Judge of the United States District Court for the Eastern District of Pennsylvania
- In office December 21, 1970 – October 24, 1977
- Appointed by: Richard Nixon
- Preceded by: Seat established by 84 Stat. 294
- Succeeded by: Norma Levy Shapiro

Mayor of Chester, Pennsylvania
- In office 1964–1967
- Preceded by: Joseph L. Eyre
- Succeeded by: John H. Nacrelli

Chester City Council
- In office 1956–1963

Personal details
- Born: July 30, 1920 Chester, Pennsylvania, US
- Died: October 24, 1977 (aged 57)
- Party: Republican
- Education: Bowling Green State University (B.A.) Temple University Beasley School of Law (LL.B.)

= James Henry Gorbey =

American judge (1920–1977)

James Henry Gorbey (July 30, 1920 – October 24, 1977) was an American politician and judge from Pennsylvania. He was a Republican member of the Chester City Council from 1956 to 1963 and served as mayor of Chester, Pennsylvania, from 1964 to 1967 during the Chester school protests. Gorbey was a judge of the Delaware County Court of Common Pleas from 1968 to 1970 and a United States district judge of the United States District Court for the Eastern District of Pennsylvania from 1970 to 1977.

==Early life and education==
Gorbey was born on July 30, 1920, in Chester, Pennsylvania. He served as a lieutenant in the United States Marine Corps during World War II from 1942 to 1945. He received a Bachelor of Arts degree from Bowling Green State University in 1945 and a Bachelor of Laws from Temple University Beasley School of Law in 1949.

==Career==
Gorbey was in private law practice in Chester from 1949 to 1967.

In 1950, he served as an investigator and appraiser for the Commonwealth of Pennsylvania Inheritance Tax Department. From 1951 to 1952, he was an editor of the Delaware County Legal Journal. From 1956 to 1963, he served as a member of the Chester City Council.

In January 1964, Gorbey became mayor of Chester at a time of racial strife and the Chester school protests of the city's segregated schools. During his inauguration speech, Gorbey said, "Chester has no Negro problem...and demonstrations will no longer be tolerated."
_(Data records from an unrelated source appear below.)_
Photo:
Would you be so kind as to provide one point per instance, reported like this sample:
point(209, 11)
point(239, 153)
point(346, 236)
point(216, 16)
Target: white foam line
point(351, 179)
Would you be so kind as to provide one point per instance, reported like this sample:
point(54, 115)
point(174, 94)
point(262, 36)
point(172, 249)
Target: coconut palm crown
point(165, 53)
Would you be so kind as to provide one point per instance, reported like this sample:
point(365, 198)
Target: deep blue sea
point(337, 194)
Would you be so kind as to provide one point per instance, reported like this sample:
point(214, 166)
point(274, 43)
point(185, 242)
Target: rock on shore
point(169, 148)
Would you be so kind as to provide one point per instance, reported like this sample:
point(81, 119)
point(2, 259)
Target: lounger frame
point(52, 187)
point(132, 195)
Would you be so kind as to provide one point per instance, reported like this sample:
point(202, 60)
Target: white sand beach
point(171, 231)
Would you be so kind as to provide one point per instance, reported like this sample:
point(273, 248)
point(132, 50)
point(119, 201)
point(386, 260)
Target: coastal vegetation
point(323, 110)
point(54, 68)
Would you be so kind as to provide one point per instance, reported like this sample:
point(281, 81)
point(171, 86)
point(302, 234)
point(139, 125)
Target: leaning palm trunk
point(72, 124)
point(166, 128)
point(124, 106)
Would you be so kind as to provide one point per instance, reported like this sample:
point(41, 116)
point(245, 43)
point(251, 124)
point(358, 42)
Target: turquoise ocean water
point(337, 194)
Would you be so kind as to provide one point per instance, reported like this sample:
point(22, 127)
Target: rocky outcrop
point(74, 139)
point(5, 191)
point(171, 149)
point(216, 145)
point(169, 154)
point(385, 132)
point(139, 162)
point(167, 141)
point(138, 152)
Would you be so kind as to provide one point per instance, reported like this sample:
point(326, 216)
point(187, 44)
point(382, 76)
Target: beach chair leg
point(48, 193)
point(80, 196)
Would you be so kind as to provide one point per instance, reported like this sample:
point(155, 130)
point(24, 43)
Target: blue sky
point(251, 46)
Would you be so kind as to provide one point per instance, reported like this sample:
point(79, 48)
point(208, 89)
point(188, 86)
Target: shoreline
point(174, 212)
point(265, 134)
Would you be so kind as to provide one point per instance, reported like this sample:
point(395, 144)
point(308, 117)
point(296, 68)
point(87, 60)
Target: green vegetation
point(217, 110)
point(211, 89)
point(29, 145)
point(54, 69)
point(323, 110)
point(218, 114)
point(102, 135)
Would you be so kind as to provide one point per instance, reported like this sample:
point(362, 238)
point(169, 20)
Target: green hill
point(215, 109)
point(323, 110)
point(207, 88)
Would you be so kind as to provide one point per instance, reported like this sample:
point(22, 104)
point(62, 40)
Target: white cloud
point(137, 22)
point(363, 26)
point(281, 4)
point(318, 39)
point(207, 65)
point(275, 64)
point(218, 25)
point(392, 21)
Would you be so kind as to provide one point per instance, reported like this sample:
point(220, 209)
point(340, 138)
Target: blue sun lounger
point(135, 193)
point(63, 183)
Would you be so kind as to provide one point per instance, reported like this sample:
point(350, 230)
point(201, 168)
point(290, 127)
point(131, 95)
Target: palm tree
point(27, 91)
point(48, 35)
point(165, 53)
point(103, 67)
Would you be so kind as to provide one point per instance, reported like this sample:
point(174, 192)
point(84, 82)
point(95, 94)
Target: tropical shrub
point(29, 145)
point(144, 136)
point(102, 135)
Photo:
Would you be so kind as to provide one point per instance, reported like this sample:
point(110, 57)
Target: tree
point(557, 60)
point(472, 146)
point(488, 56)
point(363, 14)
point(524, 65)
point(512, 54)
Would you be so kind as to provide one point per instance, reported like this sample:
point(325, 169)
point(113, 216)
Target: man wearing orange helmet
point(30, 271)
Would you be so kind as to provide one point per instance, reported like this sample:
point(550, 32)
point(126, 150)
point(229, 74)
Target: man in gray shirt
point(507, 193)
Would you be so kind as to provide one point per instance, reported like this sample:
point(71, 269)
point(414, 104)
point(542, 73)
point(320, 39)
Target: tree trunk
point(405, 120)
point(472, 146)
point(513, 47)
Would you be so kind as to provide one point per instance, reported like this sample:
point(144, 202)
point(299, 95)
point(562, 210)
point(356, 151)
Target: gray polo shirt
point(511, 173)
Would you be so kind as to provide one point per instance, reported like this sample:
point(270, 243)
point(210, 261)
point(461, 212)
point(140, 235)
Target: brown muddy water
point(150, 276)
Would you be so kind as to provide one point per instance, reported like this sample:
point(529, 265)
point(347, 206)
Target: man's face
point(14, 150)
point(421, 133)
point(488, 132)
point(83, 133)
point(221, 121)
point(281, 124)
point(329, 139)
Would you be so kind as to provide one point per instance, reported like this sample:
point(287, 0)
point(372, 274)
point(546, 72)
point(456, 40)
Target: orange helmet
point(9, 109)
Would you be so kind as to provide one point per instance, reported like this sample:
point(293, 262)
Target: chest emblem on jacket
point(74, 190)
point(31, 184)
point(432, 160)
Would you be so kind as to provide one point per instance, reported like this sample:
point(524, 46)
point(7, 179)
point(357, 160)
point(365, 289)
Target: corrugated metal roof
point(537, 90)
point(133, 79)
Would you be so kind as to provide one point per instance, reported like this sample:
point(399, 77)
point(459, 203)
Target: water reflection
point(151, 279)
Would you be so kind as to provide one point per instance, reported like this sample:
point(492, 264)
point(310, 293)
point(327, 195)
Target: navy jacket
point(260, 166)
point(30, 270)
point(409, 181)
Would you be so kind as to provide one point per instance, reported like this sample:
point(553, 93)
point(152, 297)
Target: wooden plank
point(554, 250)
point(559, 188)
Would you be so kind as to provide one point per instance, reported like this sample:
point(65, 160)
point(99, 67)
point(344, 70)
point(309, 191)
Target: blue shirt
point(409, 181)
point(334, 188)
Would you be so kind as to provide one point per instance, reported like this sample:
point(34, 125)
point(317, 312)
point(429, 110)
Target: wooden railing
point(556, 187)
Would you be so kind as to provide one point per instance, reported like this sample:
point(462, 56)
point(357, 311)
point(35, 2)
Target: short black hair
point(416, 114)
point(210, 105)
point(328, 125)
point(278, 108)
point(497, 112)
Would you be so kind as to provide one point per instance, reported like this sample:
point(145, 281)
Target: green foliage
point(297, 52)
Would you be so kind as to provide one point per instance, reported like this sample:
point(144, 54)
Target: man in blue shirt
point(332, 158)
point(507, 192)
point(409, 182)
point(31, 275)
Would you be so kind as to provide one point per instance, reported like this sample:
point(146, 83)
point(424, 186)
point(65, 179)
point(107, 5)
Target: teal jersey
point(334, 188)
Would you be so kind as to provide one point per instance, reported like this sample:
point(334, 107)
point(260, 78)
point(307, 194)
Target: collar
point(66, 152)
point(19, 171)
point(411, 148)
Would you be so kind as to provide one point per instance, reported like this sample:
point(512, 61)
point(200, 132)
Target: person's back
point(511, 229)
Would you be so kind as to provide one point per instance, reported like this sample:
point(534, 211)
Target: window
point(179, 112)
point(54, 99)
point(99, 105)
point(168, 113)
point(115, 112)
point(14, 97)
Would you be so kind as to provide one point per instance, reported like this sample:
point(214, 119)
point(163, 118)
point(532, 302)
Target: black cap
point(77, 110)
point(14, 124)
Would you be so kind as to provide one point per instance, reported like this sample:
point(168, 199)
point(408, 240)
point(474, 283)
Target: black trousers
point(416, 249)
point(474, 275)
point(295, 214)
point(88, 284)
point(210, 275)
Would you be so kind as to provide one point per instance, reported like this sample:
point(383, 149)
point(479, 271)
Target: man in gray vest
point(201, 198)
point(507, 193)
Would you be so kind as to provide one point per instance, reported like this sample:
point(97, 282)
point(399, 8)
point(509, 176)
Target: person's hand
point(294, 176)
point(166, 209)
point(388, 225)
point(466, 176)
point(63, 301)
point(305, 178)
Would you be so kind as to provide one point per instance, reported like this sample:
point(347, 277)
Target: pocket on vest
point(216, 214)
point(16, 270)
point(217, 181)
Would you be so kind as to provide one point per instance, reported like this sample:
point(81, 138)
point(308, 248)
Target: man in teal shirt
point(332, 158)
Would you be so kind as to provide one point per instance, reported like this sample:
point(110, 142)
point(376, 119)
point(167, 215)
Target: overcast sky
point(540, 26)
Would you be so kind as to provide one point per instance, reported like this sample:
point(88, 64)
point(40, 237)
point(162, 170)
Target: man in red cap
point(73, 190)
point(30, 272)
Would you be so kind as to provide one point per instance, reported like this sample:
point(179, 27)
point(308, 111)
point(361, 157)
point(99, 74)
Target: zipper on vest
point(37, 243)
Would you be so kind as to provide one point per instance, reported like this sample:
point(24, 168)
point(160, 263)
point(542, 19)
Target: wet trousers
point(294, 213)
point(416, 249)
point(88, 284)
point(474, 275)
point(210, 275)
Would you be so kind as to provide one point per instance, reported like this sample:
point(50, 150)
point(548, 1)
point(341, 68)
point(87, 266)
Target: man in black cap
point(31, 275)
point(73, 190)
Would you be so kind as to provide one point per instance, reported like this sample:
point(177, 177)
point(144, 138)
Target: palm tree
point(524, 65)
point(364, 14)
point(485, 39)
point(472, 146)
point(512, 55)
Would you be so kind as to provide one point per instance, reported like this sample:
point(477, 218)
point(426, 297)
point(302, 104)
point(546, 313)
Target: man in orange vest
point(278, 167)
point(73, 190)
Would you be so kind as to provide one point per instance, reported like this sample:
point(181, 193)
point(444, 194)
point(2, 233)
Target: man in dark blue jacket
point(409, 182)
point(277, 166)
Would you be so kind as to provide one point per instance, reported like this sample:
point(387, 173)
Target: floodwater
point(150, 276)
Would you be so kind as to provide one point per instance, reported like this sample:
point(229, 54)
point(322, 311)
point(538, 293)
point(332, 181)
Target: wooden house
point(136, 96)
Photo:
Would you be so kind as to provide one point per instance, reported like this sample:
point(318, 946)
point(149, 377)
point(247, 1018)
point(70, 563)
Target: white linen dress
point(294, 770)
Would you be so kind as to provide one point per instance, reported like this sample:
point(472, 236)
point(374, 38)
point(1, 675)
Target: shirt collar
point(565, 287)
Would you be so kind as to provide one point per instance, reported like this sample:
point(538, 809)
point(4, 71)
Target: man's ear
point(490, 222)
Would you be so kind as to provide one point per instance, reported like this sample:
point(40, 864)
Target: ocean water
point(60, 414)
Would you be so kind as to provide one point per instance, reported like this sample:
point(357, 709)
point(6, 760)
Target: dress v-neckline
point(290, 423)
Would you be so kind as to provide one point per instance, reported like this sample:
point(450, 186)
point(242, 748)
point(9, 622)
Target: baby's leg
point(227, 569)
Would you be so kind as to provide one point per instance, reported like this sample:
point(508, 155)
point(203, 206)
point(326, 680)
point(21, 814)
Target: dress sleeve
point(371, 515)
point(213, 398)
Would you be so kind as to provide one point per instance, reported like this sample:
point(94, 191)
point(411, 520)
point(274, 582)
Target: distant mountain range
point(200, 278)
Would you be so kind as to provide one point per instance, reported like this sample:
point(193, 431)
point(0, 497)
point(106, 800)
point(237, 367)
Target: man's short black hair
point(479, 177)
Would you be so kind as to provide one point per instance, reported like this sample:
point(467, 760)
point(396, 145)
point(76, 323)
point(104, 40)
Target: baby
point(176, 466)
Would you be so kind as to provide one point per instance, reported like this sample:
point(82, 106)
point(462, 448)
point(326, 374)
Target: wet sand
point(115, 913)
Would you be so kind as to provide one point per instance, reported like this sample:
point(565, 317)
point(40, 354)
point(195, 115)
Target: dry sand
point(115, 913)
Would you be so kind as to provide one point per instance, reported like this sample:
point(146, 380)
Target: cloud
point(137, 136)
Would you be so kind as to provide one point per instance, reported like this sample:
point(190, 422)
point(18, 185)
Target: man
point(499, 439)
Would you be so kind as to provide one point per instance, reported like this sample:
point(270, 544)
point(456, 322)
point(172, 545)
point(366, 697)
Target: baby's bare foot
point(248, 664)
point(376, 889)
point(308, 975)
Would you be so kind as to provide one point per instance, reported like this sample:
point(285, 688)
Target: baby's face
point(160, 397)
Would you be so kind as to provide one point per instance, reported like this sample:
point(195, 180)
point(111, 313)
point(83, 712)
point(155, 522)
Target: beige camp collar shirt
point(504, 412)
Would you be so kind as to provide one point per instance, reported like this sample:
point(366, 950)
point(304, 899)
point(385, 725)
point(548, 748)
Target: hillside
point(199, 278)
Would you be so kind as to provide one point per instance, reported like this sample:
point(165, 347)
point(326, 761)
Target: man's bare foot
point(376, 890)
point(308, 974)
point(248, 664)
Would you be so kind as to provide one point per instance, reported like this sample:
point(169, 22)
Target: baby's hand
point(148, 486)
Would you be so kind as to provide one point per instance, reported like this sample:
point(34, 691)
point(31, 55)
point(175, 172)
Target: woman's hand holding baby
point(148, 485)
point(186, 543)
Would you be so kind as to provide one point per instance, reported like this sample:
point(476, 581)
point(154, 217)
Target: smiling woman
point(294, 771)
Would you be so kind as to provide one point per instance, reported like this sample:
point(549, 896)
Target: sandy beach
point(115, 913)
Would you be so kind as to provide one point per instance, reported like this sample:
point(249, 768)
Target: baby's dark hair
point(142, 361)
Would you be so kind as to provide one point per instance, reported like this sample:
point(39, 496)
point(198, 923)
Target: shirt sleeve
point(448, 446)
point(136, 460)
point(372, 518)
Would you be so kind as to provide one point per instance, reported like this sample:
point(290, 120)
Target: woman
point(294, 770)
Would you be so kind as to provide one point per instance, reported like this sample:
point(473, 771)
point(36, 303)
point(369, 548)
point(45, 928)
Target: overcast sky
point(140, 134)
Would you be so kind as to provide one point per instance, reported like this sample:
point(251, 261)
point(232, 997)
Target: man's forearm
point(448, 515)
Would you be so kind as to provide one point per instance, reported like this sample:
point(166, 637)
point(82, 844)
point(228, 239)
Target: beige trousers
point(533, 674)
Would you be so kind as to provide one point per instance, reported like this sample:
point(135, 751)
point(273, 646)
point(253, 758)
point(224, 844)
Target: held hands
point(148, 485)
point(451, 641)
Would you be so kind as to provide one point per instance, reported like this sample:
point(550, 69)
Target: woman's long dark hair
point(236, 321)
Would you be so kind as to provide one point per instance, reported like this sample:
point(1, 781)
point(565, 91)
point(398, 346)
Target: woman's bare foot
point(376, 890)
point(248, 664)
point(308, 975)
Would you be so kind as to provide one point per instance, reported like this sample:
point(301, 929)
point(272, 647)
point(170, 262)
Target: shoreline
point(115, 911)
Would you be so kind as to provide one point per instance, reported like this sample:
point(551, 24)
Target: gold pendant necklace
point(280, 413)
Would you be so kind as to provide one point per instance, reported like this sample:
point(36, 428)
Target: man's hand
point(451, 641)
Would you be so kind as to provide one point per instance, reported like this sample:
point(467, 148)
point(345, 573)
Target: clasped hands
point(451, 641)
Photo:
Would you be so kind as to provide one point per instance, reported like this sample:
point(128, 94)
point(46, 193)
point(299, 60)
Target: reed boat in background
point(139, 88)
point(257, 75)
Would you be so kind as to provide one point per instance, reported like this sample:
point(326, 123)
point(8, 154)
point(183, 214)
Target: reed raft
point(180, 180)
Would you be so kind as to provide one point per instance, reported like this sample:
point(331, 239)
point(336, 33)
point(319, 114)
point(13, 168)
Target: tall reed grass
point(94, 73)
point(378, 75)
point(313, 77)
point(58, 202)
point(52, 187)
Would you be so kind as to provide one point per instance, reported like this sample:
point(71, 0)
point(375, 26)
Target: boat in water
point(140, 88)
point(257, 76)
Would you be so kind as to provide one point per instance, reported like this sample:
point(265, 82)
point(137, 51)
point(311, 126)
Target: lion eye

In spring 1964, almost-nightly protests led by George Raymond of the Chester branch of the NAACP and Stanley Branche of the Committee for Freedom Now (CFFN) brought chaos to Chester and resulted in mass arrests of protesters. Mayor Gorbey issued "The Police Position to Preserve the Public Peace", a ten-point statement promising an immediate return to law and order. The city deputized firemen and trash collectors to help handle demonstrators. The state of Pennsylvania sent 50 state troopers to help the 77-member Chester police force. The demonstrations were marked by violence and police brutality. Over 600 people were arrested during two months of civil rights rallies, marches, pickets, boycotts and sit-ins. The protests ended in November 1964, when the Pennsylvania Human Relations Commission ordered the desegregation of Chester public schools.

Gorbey was a judge of the Delaware County Court of Common Pleas from 1968 to 1970.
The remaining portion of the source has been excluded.